We seem to be hearing a lot about STEM and STEAM education lately, but what are they? With new technologies constantly being developed and innovation happening every day, there is a growing theory that the next generation will be looking for work in careers that don’t yet exist. This thinking has led to the Educational sector to look in to ways of ensuring that children are equipped with skills that make them career ready – even if we don’t know what that is yet. This is where STEM and STEAM comes in.
What is STEM and STEAM?
Science, Technology, Engineering and Maths form the basis of STEM learning. Focusing explicitly on scientific areas, the intention of STEM is to teach children methods of inquiry-based learning. When they are grown and ready to enter the workforce, they will have developed the skills and understanding to solve real world problems using new technologies.
STEAM incorporates all aspects of STEM, however, also includes subjects under the Arts umbrella. According to Dr Therese Keane, the Deputy chair of the Department of Education at Swinburne University in Victoria, STEAM focuses on four key skills that are critical for learning in the 21 st Century known as the 4 C’s:
- Collaboration: using inquiry-based learning, children are encouraged to work with their peers.
- Communication: through collaboration, children discuss and understand the problem they are presented with.
- Critical Thinking: when discussing, children are required to think critically in order to solve the problem.
- Creativity: through critical thinking, children have the ability to solve a problem creatively and open-endedly.
By developing these skills at a young age, children will be ready for the workforce and be able to understand the potential of “what if” when solving real world problems.
Why is STEM and STEAM education important?
With around 65% of the children now entering primary school expected to be employed in roles that do not yet exist, our educators need to innovate and upskills the core competencies of children at an early age. This means ensuring they hold multiple areas of expertise, and preparing them with the ability to holistically understand and solve problems, both in their careers and in their personal lives.

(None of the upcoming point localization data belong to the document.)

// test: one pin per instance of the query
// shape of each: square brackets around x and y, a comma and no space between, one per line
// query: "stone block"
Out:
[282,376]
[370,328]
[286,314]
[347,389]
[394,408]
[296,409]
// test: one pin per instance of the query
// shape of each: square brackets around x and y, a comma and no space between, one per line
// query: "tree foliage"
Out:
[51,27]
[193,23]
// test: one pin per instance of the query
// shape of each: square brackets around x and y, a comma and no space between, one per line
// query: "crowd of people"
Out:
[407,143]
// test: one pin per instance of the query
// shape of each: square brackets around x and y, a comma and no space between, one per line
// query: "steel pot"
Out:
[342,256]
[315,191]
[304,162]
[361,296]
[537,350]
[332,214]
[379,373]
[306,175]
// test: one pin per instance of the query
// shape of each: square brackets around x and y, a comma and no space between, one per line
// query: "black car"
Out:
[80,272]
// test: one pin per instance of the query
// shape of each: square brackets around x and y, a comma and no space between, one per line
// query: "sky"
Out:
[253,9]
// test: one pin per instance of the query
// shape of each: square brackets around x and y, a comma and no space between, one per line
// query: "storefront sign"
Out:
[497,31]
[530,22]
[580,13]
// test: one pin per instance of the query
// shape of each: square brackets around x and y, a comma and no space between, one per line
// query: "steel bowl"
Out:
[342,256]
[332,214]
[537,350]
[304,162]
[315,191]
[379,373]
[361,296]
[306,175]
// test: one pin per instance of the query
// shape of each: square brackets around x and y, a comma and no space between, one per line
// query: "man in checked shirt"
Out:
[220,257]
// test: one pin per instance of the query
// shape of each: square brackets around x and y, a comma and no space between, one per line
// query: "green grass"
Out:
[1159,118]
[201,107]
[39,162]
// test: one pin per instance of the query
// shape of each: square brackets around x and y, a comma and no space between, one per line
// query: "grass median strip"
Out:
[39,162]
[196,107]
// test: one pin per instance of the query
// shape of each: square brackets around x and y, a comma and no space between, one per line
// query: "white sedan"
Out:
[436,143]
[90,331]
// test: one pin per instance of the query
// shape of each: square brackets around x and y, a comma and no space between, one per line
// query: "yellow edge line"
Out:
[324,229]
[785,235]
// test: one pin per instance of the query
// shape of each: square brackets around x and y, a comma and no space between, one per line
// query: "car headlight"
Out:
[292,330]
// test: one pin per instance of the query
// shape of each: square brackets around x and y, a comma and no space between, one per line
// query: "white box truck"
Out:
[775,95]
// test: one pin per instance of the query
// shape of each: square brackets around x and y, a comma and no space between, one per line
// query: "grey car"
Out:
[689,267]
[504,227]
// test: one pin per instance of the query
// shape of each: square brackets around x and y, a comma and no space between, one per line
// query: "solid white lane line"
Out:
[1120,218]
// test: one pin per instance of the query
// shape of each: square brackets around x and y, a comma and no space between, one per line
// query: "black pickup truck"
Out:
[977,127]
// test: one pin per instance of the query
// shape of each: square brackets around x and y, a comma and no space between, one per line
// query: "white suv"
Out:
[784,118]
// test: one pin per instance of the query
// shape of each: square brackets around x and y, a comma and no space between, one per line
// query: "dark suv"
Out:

Ways to bring a little of this into your home
You know your child best and will know whether they’ll flourish with STEM or STEAM, and from there, what would help that development. We’ve pulled together some suggestions for each of the competencies if you do want to bring STEM and STEAM into your home:
Science is broken down into Biology, Chemistry and Physics, and focuses on examining the structure and behaviour of both the physical and natural world through
observation and experiment.
Technology studies expose children to a wide range of practical experiences, which allow them to develop a knowledge and understanding of contemporary
and advancing technologies.
In Engineering, children investigate a range of applications in the field and apply this knowledge to solve engineering problems.
Art includes the study of humanities, language, dance, drama, music, visual arts, design and new media. By encouraging creativity, Arts allows students to solve problems by thinking out of the box.
Mathematics prepares children for real world problems by teaching them reasoning, analytical and problem-solving skills.